Newindpress
Munnar, Jul 3: Declaring war on the Tatas, Kerala Chief Minister V S Achuthanandan on Tuesday led an eviction task force in Munnar during a heavy downpour, personally pulling down boards of Tata Tea Ltd and replacing them with State Government boards.
Promising to “reclaim every bit of government land” from the company in the hill resort, Achuthanandan said he would “stop at nothing” until his government took back over 50,000 acres. The land, he alleged, had been grabbed by the Tatas.
After segregating ecologically sensitive land, the rest of the reclaimed land will be forked out to landless labourers and the homeless poor, he said, describing the drive as “a historic initiative” to bring to Munnar the state’s 37-year-old land reforms programme.
Achuthanandan warned the Tatas that if they tried to obstruct the government bid through courts, the tea company might be left with no land at all. “The government will consider taking back the leased land as well as that the Tatas possess if they try to hinder this effort through the court or by other means,” he said.
If the government pulls this off, the Tatas are likely to lose almost half the land in their control. A senior Tata Tea source, however, said that the company was all set to take the issue to court immediately. “There is absolutely no justification for what is going on,” the source said.
A company advisor said they had nothing to do with the 1119 acres of land that the CM and his official set out to “recapture”. “It’s a poor propaganda stunt. The land they reclaimed today (Tuesday) is nothing but virgin forest with no plantation at all, and it was clearly vested with the Forest department way back in 1971.
We have nothing to do with it,” said T Damu, advisor to the Tata Group. Damu said there was no reason to move the courts yet “but we consider the threat to take away our legally leased land if we go to court as an insult to democratic values.”
K Sureshkumar, head of the Munnar task force, maintained that the land was under the control of the Tatas. “The issue is not whether or not this is Forest department land. Our findings indicate that this land was in the company’s control. Why else did they put up their board there?” he asked, referring to the company board that the CM got removed.

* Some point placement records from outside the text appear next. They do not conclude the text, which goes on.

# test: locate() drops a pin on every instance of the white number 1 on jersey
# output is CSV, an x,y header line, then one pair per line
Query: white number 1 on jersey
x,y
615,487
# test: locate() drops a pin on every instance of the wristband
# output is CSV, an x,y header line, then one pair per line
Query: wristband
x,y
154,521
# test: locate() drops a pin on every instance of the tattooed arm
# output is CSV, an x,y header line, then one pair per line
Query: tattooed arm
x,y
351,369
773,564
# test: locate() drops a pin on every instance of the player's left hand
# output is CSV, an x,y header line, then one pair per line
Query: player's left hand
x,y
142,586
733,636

According to Damu, the board in question had always been there, well before the Forest department’s takeover of the land decades ago. “Our men merely repainted the board while they were touching up all boards,” he said.

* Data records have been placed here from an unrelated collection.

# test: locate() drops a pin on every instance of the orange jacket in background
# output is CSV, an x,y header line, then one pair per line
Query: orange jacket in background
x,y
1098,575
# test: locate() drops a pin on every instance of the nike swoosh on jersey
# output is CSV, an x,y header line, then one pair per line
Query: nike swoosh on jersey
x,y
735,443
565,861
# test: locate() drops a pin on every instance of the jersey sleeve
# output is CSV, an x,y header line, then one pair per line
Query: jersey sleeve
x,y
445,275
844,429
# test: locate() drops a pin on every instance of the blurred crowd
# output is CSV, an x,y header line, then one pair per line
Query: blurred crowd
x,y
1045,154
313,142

The Tatas possess land in Munnar on the strength of an original lease agreement over a century old, passed down to it. The land was originally part of the 588 sq km in Munnar that a local chieftain leased to a British lawyer, John D Munro, in 1877.
Two years later, the lawyer passed it on to a British plantation company Finley and Moore. The Tatas entered the deal in 1964, setting up Tata Finley Ltd. Finley withdrew in 1983, and the Tatas became the sole lessees.
But Achuthanandan had his own take. “For decades, the Tatas hogged almost all the land here, running a parallel government in this town. Even the local panchayat and government departments had to beg for land to set up offices, bus stands or basic civic amenities.
Everyone here, big and small, had to plead with the Tatas to be allowed even to draw electricity connections. They had even admitted in an affidavit to the High Court that they had been selling grabbed government land in pieces,” he alleged.